Non fu però segnalato che sotto i passamontagna dei liceali che tiravano le bombe molotov si nascondevano i figli di una classe media greca che fu la clientela privilegiata della classe politica.
In una certa misura facevano quello che i loro genitori avrebbero voluto fare: attaccare un sistema di cui avevano goduto e che non poteva più soddisfarli.
Dopo la megalomania delle spese per le olimpiadi del 2004 non c’erano più soldi, il bilancio dello Stato presentava un buco che cresceva in modo esponenziale al pari del debito delle famiglie. Debiti contratti con banche dal prestito facile che offrivano carte di credito con un semplice colpo di telefono. L’avvenire si faceva scuro. I giovani da parte loro avevano una ragione in più per rivoltarsi. L’educazione che gli era stata offerta non serviva, li tradiva.

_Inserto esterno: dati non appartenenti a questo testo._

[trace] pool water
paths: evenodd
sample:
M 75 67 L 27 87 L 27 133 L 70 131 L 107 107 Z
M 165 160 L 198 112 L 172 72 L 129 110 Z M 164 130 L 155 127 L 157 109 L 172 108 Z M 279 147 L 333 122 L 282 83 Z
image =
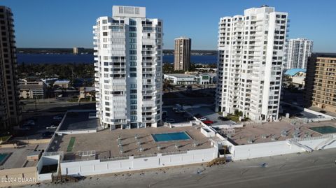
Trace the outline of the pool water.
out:
M 316 126 L 316 127 L 310 127 L 309 129 L 312 129 L 314 131 L 316 131 L 320 133 L 336 133 L 336 128 L 331 126 Z
M 154 140 L 155 140 L 155 142 L 185 140 L 191 139 L 191 138 L 186 132 L 155 133 L 155 134 L 152 134 L 152 136 Z
M 8 153 L 0 153 L 0 165 L 4 162 L 8 155 Z

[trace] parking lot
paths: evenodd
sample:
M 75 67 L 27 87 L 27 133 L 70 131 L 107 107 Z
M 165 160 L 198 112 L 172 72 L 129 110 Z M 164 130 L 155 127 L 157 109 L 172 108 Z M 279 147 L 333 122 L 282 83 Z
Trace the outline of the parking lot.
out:
M 24 114 L 22 118 L 22 122 L 20 124 L 20 129 L 15 131 L 15 137 L 24 137 L 28 139 L 38 139 L 42 138 L 50 138 L 52 134 L 46 133 L 46 132 L 53 133 L 56 129 L 47 129 L 52 125 L 56 127 L 59 124 L 61 120 L 54 120 L 54 117 L 62 117 L 64 113 L 29 113 Z M 33 120 L 34 124 L 23 126 L 27 120 Z M 43 136 L 44 133 L 44 136 Z
M 165 122 L 166 119 L 174 120 L 174 122 L 172 123 L 185 123 L 190 122 L 188 118 L 188 117 L 190 117 L 190 116 L 188 115 L 186 113 L 176 113 L 173 110 L 173 108 L 164 108 L 164 106 L 163 106 L 162 112 L 164 111 L 166 111 L 167 115 L 167 117 L 164 117 L 162 115 L 162 119 L 164 122 Z M 191 118 L 190 120 L 191 120 Z
M 289 113 L 290 117 L 298 117 L 299 118 L 318 118 L 317 115 L 304 112 L 302 109 L 295 108 L 288 104 L 281 104 L 283 109 L 282 115 L 286 116 L 286 113 Z
M 218 113 L 216 113 L 214 109 L 214 108 L 212 108 L 212 106 L 192 108 L 192 113 L 194 116 L 200 115 L 202 117 L 207 117 L 209 120 L 214 122 L 214 123 L 211 124 L 212 126 L 236 124 L 234 122 L 231 120 L 222 121 L 218 120 L 218 117 L 220 115 Z

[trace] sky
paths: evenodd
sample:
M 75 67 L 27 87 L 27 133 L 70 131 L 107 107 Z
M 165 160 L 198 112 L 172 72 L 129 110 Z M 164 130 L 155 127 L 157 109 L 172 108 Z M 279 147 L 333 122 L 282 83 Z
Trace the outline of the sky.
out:
M 92 26 L 111 16 L 112 6 L 146 8 L 146 17 L 164 22 L 164 49 L 178 36 L 192 50 L 216 50 L 219 19 L 262 5 L 287 12 L 288 38 L 314 41 L 314 52 L 336 52 L 336 1 L 332 0 L 0 0 L 14 14 L 18 48 L 92 48 Z

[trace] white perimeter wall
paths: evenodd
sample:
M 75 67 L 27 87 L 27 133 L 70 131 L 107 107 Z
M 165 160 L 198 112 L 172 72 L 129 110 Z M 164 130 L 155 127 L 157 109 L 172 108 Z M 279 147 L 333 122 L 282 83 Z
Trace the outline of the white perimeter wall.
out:
M 298 143 L 306 145 L 313 150 L 321 143 L 329 139 L 321 138 L 299 141 Z M 324 147 L 324 149 L 336 147 L 336 142 L 334 141 Z M 248 144 L 235 145 L 232 155 L 232 160 L 241 160 L 264 157 L 269 156 L 302 152 L 304 150 L 296 145 L 289 145 L 286 140 L 274 141 L 265 143 Z
M 37 164 L 37 178 L 38 181 L 50 180 L 52 173 L 40 174 L 42 167 L 46 165 L 51 165 L 58 164 L 59 155 L 43 156 Z
M 61 163 L 62 175 L 92 175 L 103 173 L 119 173 L 144 170 L 172 166 L 208 162 L 217 158 L 218 148 L 188 151 L 186 153 L 156 157 L 129 159 L 118 161 L 100 161 L 90 160 Z

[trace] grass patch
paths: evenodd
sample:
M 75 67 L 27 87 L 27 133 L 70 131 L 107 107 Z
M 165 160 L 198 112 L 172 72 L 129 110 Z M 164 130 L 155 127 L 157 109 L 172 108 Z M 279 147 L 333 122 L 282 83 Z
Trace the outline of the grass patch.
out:
M 74 145 L 75 144 L 75 140 L 76 140 L 75 137 L 71 137 L 71 138 L 70 138 L 70 141 L 69 142 L 69 145 L 68 145 L 68 148 L 66 149 L 67 152 L 71 152 L 72 151 L 72 147 L 74 147 Z

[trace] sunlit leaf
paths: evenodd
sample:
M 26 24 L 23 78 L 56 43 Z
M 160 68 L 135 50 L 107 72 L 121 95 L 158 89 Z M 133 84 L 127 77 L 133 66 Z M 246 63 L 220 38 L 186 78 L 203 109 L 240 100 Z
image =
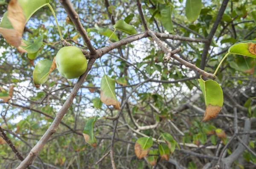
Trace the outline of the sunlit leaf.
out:
M 172 7 L 167 6 L 161 10 L 161 21 L 166 30 L 170 33 L 173 32 L 173 25 L 172 21 Z
M 161 155 L 161 160 L 169 160 L 170 157 L 170 149 L 166 144 L 161 144 L 159 145 L 159 152 Z
M 96 108 L 100 108 L 102 106 L 102 102 L 99 97 L 96 97 L 93 100 L 93 106 Z
M 120 110 L 121 104 L 116 96 L 115 79 L 104 75 L 100 83 L 100 100 L 107 106 L 113 105 L 116 109 Z
M 195 21 L 198 17 L 202 8 L 201 0 L 186 0 L 186 16 L 190 22 Z
M 150 137 L 141 137 L 136 141 L 134 146 L 134 152 L 138 158 L 141 159 L 145 157 L 153 145 L 153 139 Z
M 38 10 L 49 3 L 49 0 L 12 0 L 8 11 L 0 23 L 0 32 L 7 42 L 18 47 L 21 44 L 21 38 L 26 23 Z
M 236 43 L 230 46 L 228 52 L 256 58 L 256 41 L 248 40 Z
M 219 113 L 223 104 L 223 93 L 220 85 L 212 80 L 198 79 L 203 92 L 206 109 L 202 121 L 214 118 Z
M 56 68 L 55 58 L 52 62 L 44 59 L 38 62 L 33 71 L 33 79 L 37 88 L 40 87 L 48 79 L 49 74 Z
M 128 24 L 123 20 L 119 20 L 116 22 L 114 25 L 114 28 L 129 35 L 137 34 L 137 31 L 134 27 L 133 25 Z
M 83 131 L 83 135 L 85 141 L 94 147 L 97 146 L 96 138 L 93 135 L 93 126 L 99 115 L 91 117 L 87 120 Z
M 10 86 L 9 93 L 7 93 L 6 91 L 1 90 L 1 92 L 0 92 L 0 99 L 2 99 L 4 103 L 7 103 L 12 98 L 14 87 L 14 85 Z
M 148 163 L 153 166 L 154 166 L 157 163 L 157 159 L 158 150 L 154 149 L 153 150 L 150 150 L 148 152 L 148 155 L 156 155 L 148 156 L 147 158 L 148 161 Z

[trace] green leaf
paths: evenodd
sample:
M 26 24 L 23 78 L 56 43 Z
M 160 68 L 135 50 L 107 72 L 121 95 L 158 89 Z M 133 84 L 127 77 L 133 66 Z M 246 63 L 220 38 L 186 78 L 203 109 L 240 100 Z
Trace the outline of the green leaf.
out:
M 41 52 L 41 50 L 39 50 L 37 52 L 33 54 L 28 53 L 28 58 L 30 60 L 35 60 L 36 56 L 37 56 L 38 54 Z
M 34 40 L 34 42 L 31 42 L 23 40 L 23 42 L 26 46 L 20 45 L 22 48 L 25 50 L 27 53 L 29 54 L 34 54 L 37 52 L 42 45 L 43 45 L 43 35 L 38 37 Z
M 156 155 L 148 156 L 147 158 L 149 163 L 153 166 L 154 166 L 157 163 L 157 156 L 158 156 L 157 155 L 158 153 L 158 150 L 157 149 L 154 149 L 153 150 L 151 149 L 149 150 L 148 155 Z
M 141 137 L 136 141 L 134 146 L 134 152 L 138 158 L 141 159 L 145 157 L 148 152 L 153 145 L 152 137 Z
M 120 110 L 121 104 L 116 96 L 115 84 L 115 79 L 104 75 L 100 83 L 100 100 L 106 105 L 112 105 L 116 109 Z
M 162 143 L 158 145 L 158 149 L 160 155 L 162 156 L 161 160 L 165 159 L 168 161 L 170 157 L 170 149 L 168 146 Z
M 96 120 L 99 118 L 99 115 L 93 116 L 90 118 L 86 123 L 83 131 L 83 135 L 85 141 L 93 147 L 97 146 L 96 138 L 93 135 L 93 126 Z
M 211 136 L 211 142 L 213 145 L 216 145 L 217 144 L 217 139 L 215 135 Z
M 114 25 L 114 27 L 116 29 L 129 35 L 137 34 L 137 31 L 134 27 L 133 25 L 128 24 L 123 20 L 119 20 L 116 22 L 116 25 Z
M 202 121 L 214 118 L 219 113 L 223 104 L 223 93 L 220 85 L 212 80 L 198 79 L 203 92 L 206 109 Z
M 168 133 L 164 132 L 162 134 L 162 135 L 167 146 L 168 146 L 171 152 L 173 152 L 175 150 L 176 145 L 177 144 L 176 141 L 173 139 L 172 135 Z
M 230 46 L 228 52 L 256 58 L 256 41 L 248 40 L 236 43 Z
M 202 8 L 201 0 L 186 0 L 186 16 L 190 22 L 195 21 L 200 14 Z
M 161 10 L 161 21 L 166 30 L 172 33 L 173 32 L 173 25 L 172 21 L 172 7 L 170 6 L 166 6 Z
M 35 65 L 33 71 L 33 79 L 37 88 L 48 79 L 49 74 L 56 68 L 55 59 L 52 62 L 48 59 L 40 60 Z
M 102 106 L 102 102 L 99 97 L 96 97 L 93 100 L 93 106 L 96 108 L 100 108 Z
M 134 14 L 133 13 L 132 13 L 130 14 L 128 16 L 125 17 L 125 21 L 128 24 L 129 24 L 129 23 L 131 21 L 131 20 L 132 20 L 132 18 L 133 18 L 134 16 Z

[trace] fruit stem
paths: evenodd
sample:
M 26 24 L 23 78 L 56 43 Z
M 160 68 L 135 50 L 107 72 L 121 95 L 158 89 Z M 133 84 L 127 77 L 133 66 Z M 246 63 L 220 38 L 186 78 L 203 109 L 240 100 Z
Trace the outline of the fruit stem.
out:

I moti del 2008 hanno lasciato alla società greca un capitale di violenza che è lontano dall’essere esaurito. E’ questa violenza che è costata al Comune di Atene, in fallimento, 1,5 Milioni di Euro per riparare i danni delle manifestazioni di questa estate. E’ la stessa violenza che ogni giorno si sfoga nei blocchi delle vie del centro città scandendo slogans contro “ il traditore Papandreu”, “ la nazista Merkel” e le “ Non sono slogans molto originali ma danno l’idea degli spasmi di un corpo sociale depresso che si ritrova in una situazione inedita.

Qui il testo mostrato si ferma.